Other bald hopefuls will hesitate a bit and realize that although it’s just hair, it’s a drastic change and long lasting journey to long hair again. Shannon Randall, a freshman bored with her hair, had been meditating on a shave for quite some time, finally arriving at the decision to take off half.

“It happened sooner than I planned on doing it,” Randall said. “[I thought] did I really just make an appointment to do that tomorrow?”

But after the shave, Randall was “really happy with it,” she said. “I didn’t do it for my personal appearance, I wanted to do this, and this is what my hair was going to look like – I was going to do it whether it looks good or not.”

Worrying about the style associated with head shaving is one matter, but with all body modifications one has to wonder if there is metaphorical or spiritual thinking associated with the change; something more than just the satisfaction of looking in the mirror after.

“I guess I sort of needed to prove something to myself that I am strong and above the bullshit and beautiful no matter what,” said Rebecca Truitt, a sophomore who shaved her head last December. “Even though there would be a lot of things missing from my life, I was going to overcome it. I guess I needed to see how it felt to have something that people always admired about me, my blonde hair, gone completely. It represented this weight being lifted from my life, literally, from my head.”

Julie Gillum, a dance and performance art professor at Warren Wilson who has a shaved head and a long braid, initially cut her hair because it was more convenient for dancing and popular for butoh dancers.

“I just wanted to see what it would look like,” Gillum said.

But for Gillum there were also spiritual reasons for cutting her hair

“I had a bad back injury and I had to be a Samurai to get through it,” she said. If Gillum ever shaves her head again it will be in a public performance art setting.

For other students, hair shaving is primarily a health, or style related decision. Many students claim their hair was in such poor condition due to lots of hair dye and bleach, shaving it and re-growing healthy locks was the best, and only option.

“I had a really big smelly dread and it was humid,” said Matt Falzon, a sophomore.

The high maintenance associated with long hair is another popular reason for deciding to shave.

“[I shaved my head] mostly because it was super thick, washing it takes forever, brushing it takes forever,” said junior Regina Cherene. “It was a huge hassle and I was sick of dealing with it.”

Cherene did not intend on making any sort of statement with her lack of hair, but found that she still got inquiries as to why she decided on that hairstyle.

“I guess it’s kind of like not shaving my legs,” said Cherene. “It just happens to be a statement because not a lot of females end up doing it.”

Some Wilson students view head shaving as a trend that is no longer a radical, outlandish thing to do, but rather a form of popular modern day expression.

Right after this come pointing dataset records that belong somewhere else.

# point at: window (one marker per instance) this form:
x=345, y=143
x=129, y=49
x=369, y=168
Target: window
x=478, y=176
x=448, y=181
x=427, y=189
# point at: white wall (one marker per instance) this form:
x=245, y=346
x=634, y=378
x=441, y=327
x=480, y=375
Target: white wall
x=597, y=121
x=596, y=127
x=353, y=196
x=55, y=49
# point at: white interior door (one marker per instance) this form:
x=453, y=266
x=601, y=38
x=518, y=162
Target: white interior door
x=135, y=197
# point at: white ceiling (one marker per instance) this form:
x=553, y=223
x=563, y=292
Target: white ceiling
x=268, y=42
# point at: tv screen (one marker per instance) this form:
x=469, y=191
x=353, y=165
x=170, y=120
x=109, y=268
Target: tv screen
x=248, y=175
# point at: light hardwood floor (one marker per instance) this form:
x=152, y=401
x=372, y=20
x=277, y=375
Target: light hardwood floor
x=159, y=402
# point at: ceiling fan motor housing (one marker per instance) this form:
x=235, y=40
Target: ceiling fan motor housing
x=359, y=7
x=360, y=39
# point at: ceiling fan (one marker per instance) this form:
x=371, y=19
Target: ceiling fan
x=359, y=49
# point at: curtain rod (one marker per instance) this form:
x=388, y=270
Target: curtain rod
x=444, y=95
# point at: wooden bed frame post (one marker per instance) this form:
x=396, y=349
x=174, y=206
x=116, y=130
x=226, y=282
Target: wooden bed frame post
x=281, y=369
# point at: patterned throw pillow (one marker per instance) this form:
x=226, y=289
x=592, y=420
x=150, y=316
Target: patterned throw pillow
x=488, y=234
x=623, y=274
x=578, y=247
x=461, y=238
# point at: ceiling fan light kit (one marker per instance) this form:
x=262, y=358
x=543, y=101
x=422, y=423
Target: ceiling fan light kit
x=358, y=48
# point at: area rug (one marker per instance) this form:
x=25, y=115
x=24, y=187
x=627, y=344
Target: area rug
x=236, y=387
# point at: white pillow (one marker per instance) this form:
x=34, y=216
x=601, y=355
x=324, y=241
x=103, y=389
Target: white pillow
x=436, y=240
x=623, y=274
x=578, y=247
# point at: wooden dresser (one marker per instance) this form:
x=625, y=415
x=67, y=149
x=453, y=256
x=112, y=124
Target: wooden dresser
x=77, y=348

“Head shaving isn’t such a unique thing anymore,” said Gillum. “But being in college is all about figuring yourself out, that self expression that I’m glad to see students embracing.”

Discussion

One Response to “Students Tune In, Clippers Turn On, Locks Drop Off”

  1. I’m glad something has been finally said about the head shaving phenomena at Warren Wilson. When I was there I noticed a “de-dreading” movement, where everyone seemed to be inexplicably shaving off their dreadlocks.